The joint-supply characteristic of public goods has been specifically treated, in general terms, by Carl Shoup ["Public Goods and Joint Production," Rivista internazionale di scienze economiche e commerciali, XII (1965), 254-64]. In the valuable survey paper cited in the preceding paragraph, Head has also developed this aspect of the theory. Geometrical models based on Marshallian joint-supply analysis were extended to apply to an impure public good in a paper by James M. Buchanan and Milton Z. Kafoglis ["A Note on Public Goods Supply," American Economic Review, LIII (June 1963), 403-14]. The distinction between units of production and units of consumption was discussed in my 1966 paper ["Joint Supply, Externality, and Optimality," Economica, XXXIII (November 1966), 404-15].

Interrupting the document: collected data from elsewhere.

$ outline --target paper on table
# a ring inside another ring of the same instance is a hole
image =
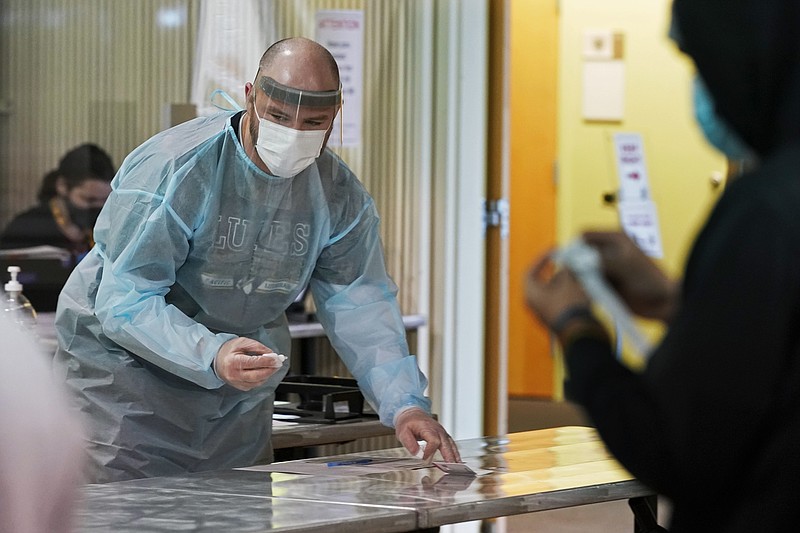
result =
[[[455,476],[477,476],[473,469],[464,463],[445,463],[434,461],[433,466],[444,472],[445,474],[453,474]]]
[[[302,461],[287,461],[269,465],[256,465],[244,470],[258,470],[260,472],[283,472],[287,474],[315,474],[322,476],[363,476],[366,474],[380,474],[397,470],[416,470],[429,468],[431,465],[416,458],[408,457],[368,457],[368,456],[342,456],[343,461],[369,459],[369,463],[343,464],[328,466],[336,457],[304,459]]]

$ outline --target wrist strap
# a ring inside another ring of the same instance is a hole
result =
[[[559,314],[556,319],[553,320],[553,323],[550,324],[550,330],[556,335],[561,335],[561,333],[564,331],[564,328],[567,327],[567,324],[575,319],[583,319],[587,322],[597,322],[592,310],[588,306],[574,305],[561,311],[561,314]]]

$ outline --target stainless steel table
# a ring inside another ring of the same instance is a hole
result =
[[[459,442],[476,477],[396,448],[86,489],[80,531],[412,531],[621,499],[651,498],[591,428]],[[367,464],[328,466],[329,461]]]
[[[273,531],[401,532],[416,527],[413,510],[299,500],[271,495],[283,474],[203,473],[90,485],[76,516],[78,532],[173,533]]]
[[[310,474],[274,485],[293,497],[412,508],[418,528],[655,496],[611,457],[593,428],[551,428],[458,445],[476,477],[444,474],[436,468],[385,471],[377,459],[408,455],[399,448],[351,454],[376,461],[346,469],[326,467],[319,459],[253,469]]]

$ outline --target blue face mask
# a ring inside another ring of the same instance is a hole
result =
[[[711,145],[731,160],[755,160],[756,156],[739,135],[714,110],[714,101],[703,80],[694,78],[694,115]]]

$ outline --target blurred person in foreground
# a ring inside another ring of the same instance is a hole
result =
[[[95,144],[64,154],[42,179],[39,203],[14,217],[0,235],[0,248],[55,246],[71,252],[73,263],[94,246],[93,228],[111,193],[111,157]]]
[[[0,312],[0,533],[71,531],[81,486],[81,427],[50,356]]]
[[[374,202],[326,149],[339,70],[291,38],[262,56],[246,109],[161,132],[122,163],[97,245],[58,302],[56,364],[90,420],[90,477],[115,481],[272,459],[286,309],[317,317],[380,420],[411,452],[459,460],[430,413],[386,272]]]
[[[551,256],[527,301],[565,354],[569,398],[620,462],[673,503],[670,531],[794,531],[800,522],[800,3],[675,0],[673,37],[697,67],[708,140],[756,160],[731,182],[680,283],[624,235],[589,232],[610,284],[666,323],[646,367]]]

The difficulties raised by income-effect feedbacks on allocative outcomes in public-goods models were noted by Paul A. Samuelson in his two basic papers ["The Pure Theory of Public Expenditure," Review of Economics and Statistics, XXXVI (November 1954), 387-89; "Diagrammatic Exposition of a Theory of Public Expenditure," Review of Economics and Statistics, XXXVII (November 1955), 350-56]. The implications of this relationship were emphasized by Robert H. Strotz in his note ["Two Propositions Related to Public Goods," Review of Economics and Statistics, XL (November 1958), 329-31]. The importance of the feedback income effects on allocative solutions in the related peak-load pricing problem was the main point of my comment ["Peak Loads and Efficient Pricing: Comment," Quarterly Journal of Economics, LXXX (August 1966), 563-71]. André Gabor provided a more rigorous analysis of this application ["Further Comment," Quarterly Journal of Economics, LXXX (August 1966), 512-80].


The derivation of marginal evaluation curves was discussed by J. R. Hicks in an early paper ["The Four Consumer Surpluses," Review of Economic Studies, XI (1943), 31-42]. In a 1952 paper, I developed this construction in a particular application ["The Theory of Monopolistic Quantity Discounts," Review of Economic Studies, XX (1952-53), 199-208].